Ma théorie était que le karaoké amplifiait vraiment les gens pendant qu’ils se défoulaient. Ted et Eliza avaient l’air incroyablement excités après avoir chanté.
« Je te l’ai dit tout à l’heure, mais je ne connais pas vraiment de chansons. »
« Mais tu en connais au moins une ou deux, non ? » plaisante Eliza.
Elle avait raison. Je connaissais exactement une chanson. Lorsque je vivais encore dans la région de Rhangbalt, il y avait
une chanson qui passait souvent dans un restaurant où Lilith et moi allions.
« D’accord. Mais je n’exagère pas en disant que c’est littéralement la seule chanson que je connaisse. »
J’ai feuilleté le catalogue sur la table pour la trouver. Hm… Je suis presque sûr que c’est celle-ci. J’ai tourné le cadran et entré les chiffres correspondants. Puis, après une courte pause, une mélodie familière s’est mise à jouer. C’était une chanson douce mais énergique, comme une valse. Le chanteur original était une femme, et certaines parties étaient trop hautes pour une voix masculine dans la tonalité originale. Mais bon. De toute façon, c’est pour s’amuser. Il n’y a pas lieu de s’inquiéter.
Dès que j’ai commencé à chanter, ils ont tous les trois baissé les yeux, semblant s’être calmés de leur état de surexcitation. Euh… Que se passe-t-il ? Ce n’est pas une très bonne réaction. Ai-je fait quelque chose d’extrêmement incorrect par rapport à l’étiquette du karaoké ? Je n’aurais pas été surpris si c’était le cas. Après tout, c’était la première fois de ma vie que je découvrais la culture du karaoké. Cela n’aurait pas été un choc si j’avais fait un faux pas.
« M-Maître, quelle est cette chanson ? Qu’est-ce que c’est ?! » Ted bondit soudain de son siège, des larmes coulant sur son visage pour une raison inconnue.

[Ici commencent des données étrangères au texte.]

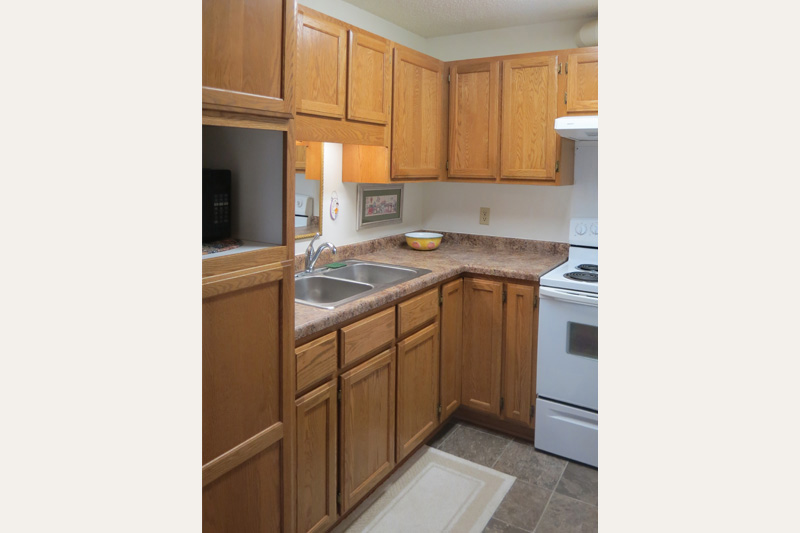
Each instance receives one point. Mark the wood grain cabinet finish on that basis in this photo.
(316, 459)
(367, 427)
(450, 346)
(316, 361)
(367, 336)
(582, 76)
(482, 345)
(528, 147)
(247, 379)
(418, 116)
(369, 78)
(248, 56)
(321, 66)
(519, 350)
(417, 311)
(417, 389)
(474, 145)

Peux-tu d’abord expliquer ce que tu veux dire ? Les deux autres semblaient être dans le même bateau. Elles n’avaient pas réagi aussi intensément que Ted, mais les yeux d’Eliza et de Yukari semblaient humides.

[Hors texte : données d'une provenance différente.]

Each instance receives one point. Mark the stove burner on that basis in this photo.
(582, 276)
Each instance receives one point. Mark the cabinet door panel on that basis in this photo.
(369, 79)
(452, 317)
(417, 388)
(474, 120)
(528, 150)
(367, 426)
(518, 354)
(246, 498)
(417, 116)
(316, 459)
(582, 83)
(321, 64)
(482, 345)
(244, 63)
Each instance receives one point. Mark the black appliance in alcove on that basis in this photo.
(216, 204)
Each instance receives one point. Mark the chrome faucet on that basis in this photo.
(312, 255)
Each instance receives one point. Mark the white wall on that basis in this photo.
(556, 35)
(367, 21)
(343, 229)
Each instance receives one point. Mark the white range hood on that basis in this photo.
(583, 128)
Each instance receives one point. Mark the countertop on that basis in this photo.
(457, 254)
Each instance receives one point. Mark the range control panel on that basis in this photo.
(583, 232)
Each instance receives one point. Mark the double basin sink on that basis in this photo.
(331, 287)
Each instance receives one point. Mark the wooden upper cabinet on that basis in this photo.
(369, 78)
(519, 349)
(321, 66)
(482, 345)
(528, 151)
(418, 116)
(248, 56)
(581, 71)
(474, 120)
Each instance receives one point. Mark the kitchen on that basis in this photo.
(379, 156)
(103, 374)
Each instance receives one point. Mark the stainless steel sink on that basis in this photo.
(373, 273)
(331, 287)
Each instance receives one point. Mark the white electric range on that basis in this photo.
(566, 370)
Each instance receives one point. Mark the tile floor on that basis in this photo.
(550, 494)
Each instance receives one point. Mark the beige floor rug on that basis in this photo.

« Je suis surprise. Je ne savais pas que tu étais si doué pour le chant, Abel. »
« Je ne sais pas pourquoi, mais après t’avoir entendu chanter, les larmes ne s’arrêtent plus », a déclaré Eliza.

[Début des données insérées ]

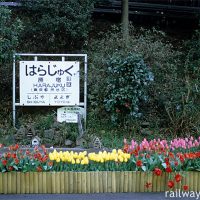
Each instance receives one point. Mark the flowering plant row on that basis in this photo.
(176, 155)
(156, 155)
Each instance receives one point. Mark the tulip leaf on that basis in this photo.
(144, 168)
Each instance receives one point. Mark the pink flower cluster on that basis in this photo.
(163, 145)
(184, 143)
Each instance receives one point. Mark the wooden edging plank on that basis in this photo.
(93, 182)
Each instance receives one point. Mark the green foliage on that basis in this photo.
(56, 25)
(44, 122)
(128, 78)
(153, 47)
(10, 29)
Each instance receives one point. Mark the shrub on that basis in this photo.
(126, 86)
(157, 53)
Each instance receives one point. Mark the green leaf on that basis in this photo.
(144, 168)
(164, 165)
(15, 167)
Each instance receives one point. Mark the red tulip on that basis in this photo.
(170, 184)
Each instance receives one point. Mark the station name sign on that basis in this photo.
(45, 83)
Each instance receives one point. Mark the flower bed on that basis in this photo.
(151, 166)
(91, 182)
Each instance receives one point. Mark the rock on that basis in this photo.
(81, 142)
(56, 125)
(36, 141)
(68, 142)
(31, 130)
(22, 131)
(49, 133)
(145, 124)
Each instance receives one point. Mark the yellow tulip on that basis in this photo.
(73, 161)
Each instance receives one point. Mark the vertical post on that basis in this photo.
(14, 93)
(85, 88)
(125, 20)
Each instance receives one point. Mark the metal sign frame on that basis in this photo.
(35, 58)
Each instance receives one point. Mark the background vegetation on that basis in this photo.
(146, 88)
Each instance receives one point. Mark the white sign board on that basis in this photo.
(69, 114)
(45, 83)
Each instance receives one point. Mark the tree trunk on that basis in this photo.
(125, 20)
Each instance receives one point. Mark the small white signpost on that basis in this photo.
(70, 114)
(52, 83)
(45, 83)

En repensant à ce qui se passait il y a deux cents ans, je me souviens qu’un troubadour qui voyageait avec nous avait dit quelque chose. D’après eux, la voix d’un chanteur avait des propriétés mystérieuses qui reflétaient ses expériences de vie. Ce qui se passait ici en était probablement un exemple. Ma voix reflétait toutes les épreuves que j’avais subies au cours de ma vie, et cela avait ébranlé le cœur des gens rassemblés ici.
« Abel, chante cette chanson ! Je pense qu’elle convient parfaitement à ta voix ! »
« Non, maître ! Chantez plutôt cette chanson ! C’est ce qui convient le mieux à votre voix ! »
Ted et Eliza ont commencé à se disputer pour savoir ce qu’ils voulaient que je chante ensuite. J’ai expiré. Combien de fois vais-je devoir me répéter ? Je ne connais littéralement qu’une seule chanson.
◇
Les lumières de la rue se sont allumées alors que le soleil commençait à se coucher. Je dois admettre que la journée a été plutôt amusante. Les trois personnes devant moi marchaient d’un pas alerte.
« Aujourd’hui, on s’est bien amusé ! Revenons tous les quatre ! »
« Ouais ! La prochaine fois… »-Ted toussait-« …nous aurons maître… »-Ted toussait encore-« …qui apprendra plus de chansons. » Il s’était complètement abîmé la gorge en chantant trop fort.
« Oui, je veux absolument réentendre sa belle voix », dit Eliza en se retournant pour me regarder.
Nos yeux se sont croisés. Bon sang de bonsoir. J’aime avant tout passer du temps seul. L’utilisation la plus efficace de mon temps était d’être seul, d’approfondir mes connaissances par la lecture ou la recherche en magecraft. Mais comme Yukari l’avait dit, passer du temps avec des amis me faisait étrangement… du bien.
« Oui, je pense que ce n’est pas une mauvaise idée de recommencer », ai-je acquiescé.
Les humains modernes étaient peut-être plus faibles en termes de magie, mais cela ne faisait pas d’eux des êtres inférieurs. En regardant mes camarades de classe sur le chemin du retour vers les dortoirs, une certaine pensée m’a traversé l’esprit. Ce genre de pause dans mes études n’est peut-être pas une utilisation efficace du temps, mais… c’est peut-être une bonne chose de temps en temps.